Выронил сигарету, но возле самого пола поймал ее. Снова сунул в рот, но
горящим концом. Вовремя это понял, и перевернул фильтром к губам. Сигарета
уже успела потухнуть.
- Корнеев, - умоляюще прошептал я, - притормози его! Слишком быстро
вращается, удача за неудачей...
Сигарета зажглась сама по себе. Я бросил ее на пол и затоптал - а то
еще взорвется... Витька с дублями навалились на колесо, и то начало
притормаживать.
- Глянь по пульту, Привалов! - велел Корнеев. - Там есть тахометр,
стрелка должна быть на зеленом секторе.
Я подошел к пульту. С некоторым трудом нашел тахометр, явно
переделанный из зиловского спидометра. Поглядел на стрелку, подползающую у
зеленой черте, и скомандовал Корнееву остановку. Колесо вращалось, тихо
гудя. Корнеев утер со лба пот, потом кивнул дублям, и те
дематериализовались.
- Нормально, Сашка? - поинтересовался Корнеев.
Я подозрительно огляделся. Закрыл глаза и подпрыгнул на одной ножке.
Не упал.
- Нормально, - с облегчением сказал я. - Что, пойду я работать?

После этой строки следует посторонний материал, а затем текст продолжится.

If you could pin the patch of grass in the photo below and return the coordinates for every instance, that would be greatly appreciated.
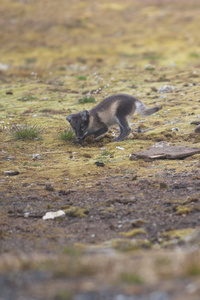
(72, 251)
(86, 100)
(183, 210)
(27, 98)
(67, 135)
(193, 269)
(134, 232)
(105, 155)
(25, 132)
(131, 278)
(81, 77)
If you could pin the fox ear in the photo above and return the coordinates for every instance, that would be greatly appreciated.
(69, 118)
(85, 115)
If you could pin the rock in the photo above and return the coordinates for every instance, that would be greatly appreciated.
(162, 150)
(166, 89)
(11, 173)
(54, 215)
(138, 222)
(195, 123)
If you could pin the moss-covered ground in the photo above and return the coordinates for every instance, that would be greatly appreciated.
(131, 226)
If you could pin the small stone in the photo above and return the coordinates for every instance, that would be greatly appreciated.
(154, 89)
(166, 89)
(197, 129)
(54, 215)
(163, 186)
(36, 156)
(26, 215)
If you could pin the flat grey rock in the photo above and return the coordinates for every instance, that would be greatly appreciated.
(163, 150)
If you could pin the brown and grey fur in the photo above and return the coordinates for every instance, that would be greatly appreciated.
(116, 109)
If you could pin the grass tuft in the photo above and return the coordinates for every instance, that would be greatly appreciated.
(25, 131)
(86, 100)
(67, 135)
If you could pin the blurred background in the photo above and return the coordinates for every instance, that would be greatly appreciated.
(47, 33)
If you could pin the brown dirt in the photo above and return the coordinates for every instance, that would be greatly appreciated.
(131, 230)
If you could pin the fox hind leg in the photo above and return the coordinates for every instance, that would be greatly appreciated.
(124, 128)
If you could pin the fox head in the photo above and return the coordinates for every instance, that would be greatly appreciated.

- Валяй-валяй! - жизнерадостно заорал Витька. - Мне еще чертей
расколдовывать, да память им заговаривать, меньше будешь под ногами
мешаться...
Вздохнув, я вышел из машинного, на прощание мстительно бросив
Корнееву:
- Вот будет удивительно, если никто из магистров не узнает о твоих
художествах...
Оставив Витьку размышлять над этим оптимистическим заявлением, я
пошел к себе, в электронный зал. Фортуна явно повернулась ко мне, я не
спотыкался, не налетал на встречных, вежливо поздоровался с Кивриным,
одолжил считавшему посреди коридора Амперяну свою логарифмическую линейку,
вызвал лифт...
И побежал обратно. Амперян, виртуозно пользуясь линейкой, что-то
подсчитывал, записывая в блокнот.
- Давно из дома, Эдик? - вкрадчиво поинтересовался я.
- С утра, - не поднимая глаз от формул, в которых я опознал уравнение
Сташефа-Кампа, ответил Эдик.
- Ты же с Ойра-Ойрой... тьфу, с дублем его, домой пошел!
- Ну... - Эдик поднял на меня задумчивый взгляд и объяснил: - Пошел.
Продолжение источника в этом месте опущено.